Perspective
Today I kept thinking about perspective. In the “wow, life can flip on you fast and suddenly the smallest things feel enormous” way.
I was so excited to move into the boot. I thought it would be a turning point. A little more freedom. A little less pain. A little more of myself coming back.
Instead, it has been horrible. It hurts. It’s awkward. It makes moving around feel like a full‑body negotiation.
And I fell on the stairs yesterday, which was its own special humiliation.
My world has shrunk to the size of my living room, my pain levels, and whatever tiny task feels possible in the moment. When your world gets that small, every inconvenience feels huge. Every setback feels personal. Every ache feels like a verdict.
But here’s the part I keep coming back to. Perspective isn’t just about zooming out. Sometimes it’s about zooming in.
It’s noticing the friends who check in, who make you laugh, who remind you that you’re still you even when you feel like a fragile version of yourself. It’s realizing that being overwhelmed doesn’t mean you’re weak. It means you’re human. It means you’re healing. It means your body and mind are carrying more than anyone can see.

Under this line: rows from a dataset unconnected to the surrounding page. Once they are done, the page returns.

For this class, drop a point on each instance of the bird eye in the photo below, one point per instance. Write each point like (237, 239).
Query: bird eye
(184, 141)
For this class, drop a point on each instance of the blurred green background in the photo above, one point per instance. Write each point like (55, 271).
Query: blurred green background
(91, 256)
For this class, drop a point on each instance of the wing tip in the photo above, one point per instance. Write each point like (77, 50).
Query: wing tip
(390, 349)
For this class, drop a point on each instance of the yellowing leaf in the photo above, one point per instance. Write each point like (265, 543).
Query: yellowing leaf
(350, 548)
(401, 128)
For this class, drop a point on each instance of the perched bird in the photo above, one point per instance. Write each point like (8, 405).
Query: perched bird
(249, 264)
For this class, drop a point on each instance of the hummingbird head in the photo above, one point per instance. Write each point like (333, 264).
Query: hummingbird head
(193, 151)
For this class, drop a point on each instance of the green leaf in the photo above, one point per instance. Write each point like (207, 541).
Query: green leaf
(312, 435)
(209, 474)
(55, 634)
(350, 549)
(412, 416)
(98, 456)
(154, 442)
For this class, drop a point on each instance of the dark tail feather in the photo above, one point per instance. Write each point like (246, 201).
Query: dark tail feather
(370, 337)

Perspective is letting yourself feel the hard things without pretending they’re not hard. It’s giving yourself credit for the tiny victories. It’s remembering that this moment is not the whole story, even when it feels like it.
Today was rough. Painful. Exhausting. Emotionally thin.
But I’m still here. Still healing. Still surrounded by people who ground me when I start to float away.
And maybe that’s the perspective I needed most.